I just want to extract the block table texts as string. I am drowning in a swamp of custom datatypes about metadata and formatting (desperately seeking standard string datatypes). I just want the text to help make drawing more searchable by database search.

I wish I could just do some Blocktable.ToString() and get the text data as is. I save it into a txt file and everybody is happy.

@esoinila

To extract all text as strings from a DWG file, including block table texts, you can utilize the Aspose.CAD library.

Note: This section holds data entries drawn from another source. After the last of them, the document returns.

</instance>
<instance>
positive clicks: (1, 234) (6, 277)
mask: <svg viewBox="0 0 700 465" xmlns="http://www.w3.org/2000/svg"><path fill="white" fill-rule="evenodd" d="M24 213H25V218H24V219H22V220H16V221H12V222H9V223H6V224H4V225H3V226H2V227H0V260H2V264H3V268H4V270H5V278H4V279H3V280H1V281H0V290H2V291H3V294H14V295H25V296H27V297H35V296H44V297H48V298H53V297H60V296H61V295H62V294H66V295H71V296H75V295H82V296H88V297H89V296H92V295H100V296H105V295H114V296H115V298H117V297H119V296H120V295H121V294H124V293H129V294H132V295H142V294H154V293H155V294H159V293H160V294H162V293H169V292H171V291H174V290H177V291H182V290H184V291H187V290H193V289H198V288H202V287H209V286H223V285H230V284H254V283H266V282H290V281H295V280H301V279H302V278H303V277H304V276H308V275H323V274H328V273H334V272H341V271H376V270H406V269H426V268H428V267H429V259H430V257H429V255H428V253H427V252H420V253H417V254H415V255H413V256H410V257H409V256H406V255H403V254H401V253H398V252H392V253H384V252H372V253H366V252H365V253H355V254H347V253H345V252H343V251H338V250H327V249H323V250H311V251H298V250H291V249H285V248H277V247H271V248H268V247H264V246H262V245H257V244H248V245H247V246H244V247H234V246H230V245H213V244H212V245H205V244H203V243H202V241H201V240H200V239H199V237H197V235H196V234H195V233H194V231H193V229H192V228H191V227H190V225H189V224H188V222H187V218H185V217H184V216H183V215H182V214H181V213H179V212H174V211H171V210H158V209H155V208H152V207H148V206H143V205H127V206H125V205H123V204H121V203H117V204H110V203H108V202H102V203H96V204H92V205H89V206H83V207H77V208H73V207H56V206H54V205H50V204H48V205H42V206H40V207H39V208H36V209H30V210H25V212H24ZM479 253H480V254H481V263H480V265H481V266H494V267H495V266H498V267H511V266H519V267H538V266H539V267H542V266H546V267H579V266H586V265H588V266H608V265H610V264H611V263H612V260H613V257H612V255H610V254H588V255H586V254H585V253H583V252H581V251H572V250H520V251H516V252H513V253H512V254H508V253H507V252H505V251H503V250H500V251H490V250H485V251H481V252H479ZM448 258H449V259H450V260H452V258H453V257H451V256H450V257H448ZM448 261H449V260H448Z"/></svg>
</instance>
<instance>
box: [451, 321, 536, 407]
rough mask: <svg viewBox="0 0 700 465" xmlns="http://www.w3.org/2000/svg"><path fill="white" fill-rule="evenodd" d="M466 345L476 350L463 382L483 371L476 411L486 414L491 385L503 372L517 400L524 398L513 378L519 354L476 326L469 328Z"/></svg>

Below is a sample code snippet that demonstrates how to achieve this in C#:

using System;
using Aspose.CAD;
using Aspose.CAD.FileFormats.Cad.CadObjects;

namespace Aspose.CAD.Examples
{
    public class ExtractTextFromDWG
    {
        public static void Main()
        {
            // Load the DWG file
            string sourceFilePath = "path_to_your_file.dwg";
            using (CadImage cadImage = (CadImage)Image.Load(sourceFilePath))
            {
                // Iterate through entities to extract text
                foreach (CadEntityBase entity in cadImage.Entities)
                {
                    ExtractText(entity);
                }

                // Iterate through block entities to extract text
                foreach (CadBlockEntity blockEntity in cadImage.BlockEntities.Values)
                {
                    foreach (var entity in blockEntity.Entities)
                    {
                        ExtractText(entity);
                    }
                }
            }
        }

        private static void ExtractText(CadEntityBase entity)
        {
            switch (entity.TypeName)
            {
                case CadEntityTypeName.TEXT:
                    CadText textEntity = (CadText)entity;
                    Console.WriteLine(textEntity.DefaultValue);
                    break;

                case CadEntityTypeName.MTEXT:
                    CadMText mTextEntity = (CadMText)entity;
                    Console.WriteLine(mTextEntity.Text);
                    break;

                case CadEntityTypeName.INSERT:
                    CadInsertObject insertEntity = (CadInsertObject)entity;
                    foreach (var childEntity in insertEntity.ChildObjects)
                    {
                        ExtractText(childEntity);
                    }
                    break;

                case CadEntityTypeName.ATTDEF:
                    CadAttDef attDefEntity = (CadAttDef)entity;
                    Console.WriteLine(attDefEntity.DefaultString);
                    break;

                case CadEntityTypeName.ATTRIB:
                    CadAttrib attribEntity = (CadAttrib)entity;
                    Console.WriteLine(attribEntity.DefaultText);
                    break;
            }
        }
    }
}

In this code, we load the DWG file and iterate through both the main entities and block entities to extract text. The ExtractText method checks the type of each entity and prints the text accordingly. This should help you gather all the text data you need for your database search.

For further reference, you can check out the example code available in the Aspose.CAD GitHub repository here.

If you have any more questions or need further assistance, feel free to ask!

1 Like

Thanks, that compiled and it got the texts out as far as I have checked. Have an excellent weekend.

@esoinila,
Hello,
glad to to hear your are happy with results :slight_smile:
Please consider the additional note about example.
This iterating over all block entities in the drawing could be excess:

foreach (CadBlockEntity blockEntity in cadImage.BlockEntities.Values)
{
    foreach (var entity in blockEntity.Entities)
    {
        ExtractText(entity);
    }
}

Here is the correct way to find respective block entities for CadInsertObjects:

CadInsertObject insert = (CadInsertObject)entity;

CadBlockEntity block = cadImage.BlockEntities[insert.Name];

foreach (CadEntityBase blockEntity in block.Entities)
{
	ExtractText(blockEntity);
}